Abstract
Tumor heterogeneity, the cellular mosaic of multiple lineages arising from the process of clonal evolution, has continued to thwart multi-omics analyses using traditional bulk sequencing methods. The application of single-cell sequencing, in concert with existing genomics methods, has enabled high-resolution interrogation of the genome, transcriptome, epigenome, and proteome. Applied to cancers, these single-cell multi-omics methods bypass previous limitations on data resolution and have enabled a more nuanced understanding of the evolutionary dynamics of tumor progression, immune evasion, metastasis, and treatment resistance. This review details the growing number of novel single-cell multi-omics methods applied to tumors and further discusses recent discoveries emerging from these approaches, especially in regard to immunotherapy.
Keywords: computational biology, epigenomics, genetic heterogeneity, immunotherapy, neoplasms, single-cell analysis
Introduction
The advent of genomic medicine has bolstered the appreciation of heterogeneity between and, especially, within tumors. This cellular heterogeneity plays a major role in tumor progression and sensitivity to anti-tumor therapies [1, 2], thereby posing a significant challenge to personalized cancer therapy. With continuing advances in high-throughput single-cell sequencing technology [3, 4], we are now able to interrogate at high resolution the genomic features of both the malignant cells and the immune cells residing within the tumor microenvironment [5–7] to better understand what promotes evasion from growth suppression and cell death signals. Given the extremely heterogenous nature of tumors and the equally diverse immune repertoire in a population, single-cell sequencing provides information that bulk sequencing cannot, such as intratumoral heterogeneity [8, 9], clonal evolution [4, 10, 11], tumor microenvironment remodeling status [7, 12], and development of cancer therapy resistance [13]. This information will be invaluable in the effort to predict targetable mechanisms of resistance to cancer immunotherapy, a revolutionary cancer treatment that harnesses the immune system to battle a wide range of tumor types including melanoma, renal cell carcinoma, and non-small cell lung cancer [14]. Understanding tumor heterogeneity via single-cell sequencing has implications for the identification of biomarkers for cancer and could help uncover approaches to delay or reverse acquired resistance.

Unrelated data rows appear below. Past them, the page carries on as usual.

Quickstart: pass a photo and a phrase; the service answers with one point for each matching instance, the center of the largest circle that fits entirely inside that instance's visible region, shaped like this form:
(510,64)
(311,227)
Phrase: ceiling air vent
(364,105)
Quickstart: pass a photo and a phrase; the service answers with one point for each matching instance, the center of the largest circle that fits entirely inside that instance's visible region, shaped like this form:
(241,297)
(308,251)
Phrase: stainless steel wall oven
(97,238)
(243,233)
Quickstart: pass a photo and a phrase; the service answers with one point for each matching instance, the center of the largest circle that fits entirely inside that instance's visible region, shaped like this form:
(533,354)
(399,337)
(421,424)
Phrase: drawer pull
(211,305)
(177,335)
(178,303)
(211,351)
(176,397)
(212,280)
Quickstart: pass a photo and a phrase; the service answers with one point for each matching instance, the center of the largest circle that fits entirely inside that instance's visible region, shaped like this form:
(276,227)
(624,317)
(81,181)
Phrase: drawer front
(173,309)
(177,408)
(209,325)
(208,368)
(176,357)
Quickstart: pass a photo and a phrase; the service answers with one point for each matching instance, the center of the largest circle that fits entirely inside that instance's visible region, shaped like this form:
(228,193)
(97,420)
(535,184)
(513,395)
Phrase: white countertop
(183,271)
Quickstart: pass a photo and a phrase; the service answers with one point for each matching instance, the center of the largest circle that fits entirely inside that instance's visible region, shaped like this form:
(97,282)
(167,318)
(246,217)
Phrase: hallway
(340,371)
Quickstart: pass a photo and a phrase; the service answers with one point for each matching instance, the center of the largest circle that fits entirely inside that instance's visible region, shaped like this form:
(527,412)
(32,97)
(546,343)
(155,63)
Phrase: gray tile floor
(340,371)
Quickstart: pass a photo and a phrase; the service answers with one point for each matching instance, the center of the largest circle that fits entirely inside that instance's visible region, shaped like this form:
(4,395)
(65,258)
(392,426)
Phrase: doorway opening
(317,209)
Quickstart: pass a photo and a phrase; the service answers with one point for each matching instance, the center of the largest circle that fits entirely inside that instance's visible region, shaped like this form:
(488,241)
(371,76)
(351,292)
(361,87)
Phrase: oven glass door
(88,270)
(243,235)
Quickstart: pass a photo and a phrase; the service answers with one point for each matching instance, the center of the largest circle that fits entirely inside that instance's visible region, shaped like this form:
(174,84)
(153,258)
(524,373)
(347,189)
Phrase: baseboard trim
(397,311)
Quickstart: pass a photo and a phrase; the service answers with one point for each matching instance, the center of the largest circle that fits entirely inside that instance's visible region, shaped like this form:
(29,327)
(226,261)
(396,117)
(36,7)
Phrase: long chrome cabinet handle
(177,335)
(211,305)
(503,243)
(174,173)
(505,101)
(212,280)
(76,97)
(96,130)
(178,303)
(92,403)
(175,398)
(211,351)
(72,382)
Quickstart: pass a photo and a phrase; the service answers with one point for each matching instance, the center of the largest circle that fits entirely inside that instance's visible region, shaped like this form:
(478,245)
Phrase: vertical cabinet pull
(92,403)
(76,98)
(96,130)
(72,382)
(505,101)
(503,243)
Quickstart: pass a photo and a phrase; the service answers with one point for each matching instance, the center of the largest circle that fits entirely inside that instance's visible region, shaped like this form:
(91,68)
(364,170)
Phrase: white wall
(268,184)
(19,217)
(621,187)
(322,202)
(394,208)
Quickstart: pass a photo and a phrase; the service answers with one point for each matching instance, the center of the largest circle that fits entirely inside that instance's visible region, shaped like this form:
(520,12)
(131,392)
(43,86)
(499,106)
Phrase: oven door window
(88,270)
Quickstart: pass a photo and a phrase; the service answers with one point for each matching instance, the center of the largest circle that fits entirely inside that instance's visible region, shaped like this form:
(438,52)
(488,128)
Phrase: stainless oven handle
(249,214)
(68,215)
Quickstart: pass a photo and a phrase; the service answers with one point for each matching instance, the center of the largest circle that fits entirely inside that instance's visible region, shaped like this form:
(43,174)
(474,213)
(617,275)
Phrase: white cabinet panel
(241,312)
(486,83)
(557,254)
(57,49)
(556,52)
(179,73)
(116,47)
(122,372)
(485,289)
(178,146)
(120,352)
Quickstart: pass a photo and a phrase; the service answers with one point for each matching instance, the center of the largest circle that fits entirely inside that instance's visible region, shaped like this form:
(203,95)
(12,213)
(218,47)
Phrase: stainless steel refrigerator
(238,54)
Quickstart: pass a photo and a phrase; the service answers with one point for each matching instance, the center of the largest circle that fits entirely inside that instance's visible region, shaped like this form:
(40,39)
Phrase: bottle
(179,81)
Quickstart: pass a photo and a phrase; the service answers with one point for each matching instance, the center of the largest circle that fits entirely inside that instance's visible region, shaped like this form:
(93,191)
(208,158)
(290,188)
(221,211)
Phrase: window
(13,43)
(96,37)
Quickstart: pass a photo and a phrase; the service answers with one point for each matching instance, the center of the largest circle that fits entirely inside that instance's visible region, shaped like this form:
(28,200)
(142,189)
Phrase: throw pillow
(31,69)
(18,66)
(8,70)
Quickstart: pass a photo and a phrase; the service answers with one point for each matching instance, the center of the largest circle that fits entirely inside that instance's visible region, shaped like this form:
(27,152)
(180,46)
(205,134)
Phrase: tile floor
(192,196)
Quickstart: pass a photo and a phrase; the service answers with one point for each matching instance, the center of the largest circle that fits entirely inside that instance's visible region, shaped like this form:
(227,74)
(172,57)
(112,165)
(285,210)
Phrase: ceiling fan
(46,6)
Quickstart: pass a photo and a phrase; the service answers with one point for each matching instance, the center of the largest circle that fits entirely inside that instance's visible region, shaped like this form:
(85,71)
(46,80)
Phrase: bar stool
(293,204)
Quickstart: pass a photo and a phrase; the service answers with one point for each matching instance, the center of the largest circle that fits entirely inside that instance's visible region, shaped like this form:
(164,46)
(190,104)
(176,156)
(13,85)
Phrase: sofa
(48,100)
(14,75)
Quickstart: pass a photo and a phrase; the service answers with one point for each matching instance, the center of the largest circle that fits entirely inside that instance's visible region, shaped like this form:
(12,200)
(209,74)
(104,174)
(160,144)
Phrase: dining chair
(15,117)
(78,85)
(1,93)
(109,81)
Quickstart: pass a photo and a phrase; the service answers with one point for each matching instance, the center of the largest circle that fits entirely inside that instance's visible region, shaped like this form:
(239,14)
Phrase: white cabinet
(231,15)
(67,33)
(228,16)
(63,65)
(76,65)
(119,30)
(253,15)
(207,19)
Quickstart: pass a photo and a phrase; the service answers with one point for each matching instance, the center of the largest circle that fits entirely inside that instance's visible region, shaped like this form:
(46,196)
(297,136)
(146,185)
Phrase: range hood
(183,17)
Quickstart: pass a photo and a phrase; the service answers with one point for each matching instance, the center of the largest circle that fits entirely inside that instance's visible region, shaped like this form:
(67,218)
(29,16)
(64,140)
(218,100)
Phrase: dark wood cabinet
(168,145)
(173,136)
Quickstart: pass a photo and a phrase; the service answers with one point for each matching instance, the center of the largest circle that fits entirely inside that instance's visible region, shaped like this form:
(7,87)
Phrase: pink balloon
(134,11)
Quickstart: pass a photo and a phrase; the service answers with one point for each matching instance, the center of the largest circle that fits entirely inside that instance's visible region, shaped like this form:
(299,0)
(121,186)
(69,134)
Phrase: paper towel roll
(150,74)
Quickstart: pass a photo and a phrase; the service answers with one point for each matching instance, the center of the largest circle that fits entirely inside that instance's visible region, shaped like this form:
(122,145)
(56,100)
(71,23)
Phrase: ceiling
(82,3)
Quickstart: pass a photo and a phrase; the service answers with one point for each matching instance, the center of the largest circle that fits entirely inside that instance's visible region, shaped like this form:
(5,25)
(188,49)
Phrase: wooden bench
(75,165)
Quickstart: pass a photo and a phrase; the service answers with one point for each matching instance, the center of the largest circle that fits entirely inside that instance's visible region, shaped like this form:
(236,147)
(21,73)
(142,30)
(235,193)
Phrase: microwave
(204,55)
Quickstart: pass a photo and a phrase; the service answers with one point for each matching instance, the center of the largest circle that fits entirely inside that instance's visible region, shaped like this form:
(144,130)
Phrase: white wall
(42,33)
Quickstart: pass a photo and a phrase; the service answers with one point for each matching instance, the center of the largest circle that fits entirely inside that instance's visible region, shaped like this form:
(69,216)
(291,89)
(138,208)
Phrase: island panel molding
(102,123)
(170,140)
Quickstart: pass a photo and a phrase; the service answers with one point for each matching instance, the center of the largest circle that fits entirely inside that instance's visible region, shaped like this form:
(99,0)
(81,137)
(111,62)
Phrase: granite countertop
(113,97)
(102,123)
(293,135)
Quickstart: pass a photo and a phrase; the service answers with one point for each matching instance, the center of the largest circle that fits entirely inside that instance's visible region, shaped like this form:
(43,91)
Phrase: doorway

Multi-omics is an umbrella term to describe multi-dimensional analytical methods that integrate high-throughput biomolecule data from multiple sources, such as the genome (via whole genome sequencing), transcriptome (via RNA-Seq), proteome (via liquid chromatography with tandem mass spectrometry), interactome (via genome-wide chromosome conformation capture [Hi-C]), epigenome (via chromatin immunoprecipitation sequencing [ChIP-Seq], Bisulfite-Seq, or assay for transposase-accessible chromatin using sequencing [ATAC-Seq]), and metabolome (via mass spectrometry [MS]) [15]. Integration of multiple biomolecular datasets is particularly relevant to the investigation of factors driving tumorigenesis and metastasis since malignancy can arise from the concomitant effects of mild perturbations within interlinked homeostatic networks that may individually go unnoticed [16]. With the advent of single-cell sequencing approaches, multi-omics methods can be applied to better understand the complex interactions and connections in cell state and phenotype in the cancer ecosystem and explore cellular heterogeneity that often confounds biomolecular variation from multi-omics approaches in bulk [17].
This review presents the perspectives of single-cell genomic analysis in cancer immunology, the potential pitfalls of different single-cell analysis technology, and the therapeutic opportunity for cancer treatment as the hallmarks of precision medicine in the future.
The Evolving Role of Single-Cell Genomic Analysis in Cancer Immunotherapy
A tumor is a complex ecosystem containing an extensive admixture of different cell types, states, and fates. Tumors begin as a single cell but, during the process of tumor progression, accumulate somatic mutations and diversify to form distinct lineages and subclonal populations. This intratumor heterogeneity, and the clonal evolution that results, plays a critical role in many processes such as immune evasion, angiogenesis, and metastasis. This heterogeneity poses a major challenge for genomic analysis by conventional bulk sequencing which typically measures the average signal from an ensemble of cells and is thus a confounding factor in clinical diagnosis and therapeutic treatment of patients.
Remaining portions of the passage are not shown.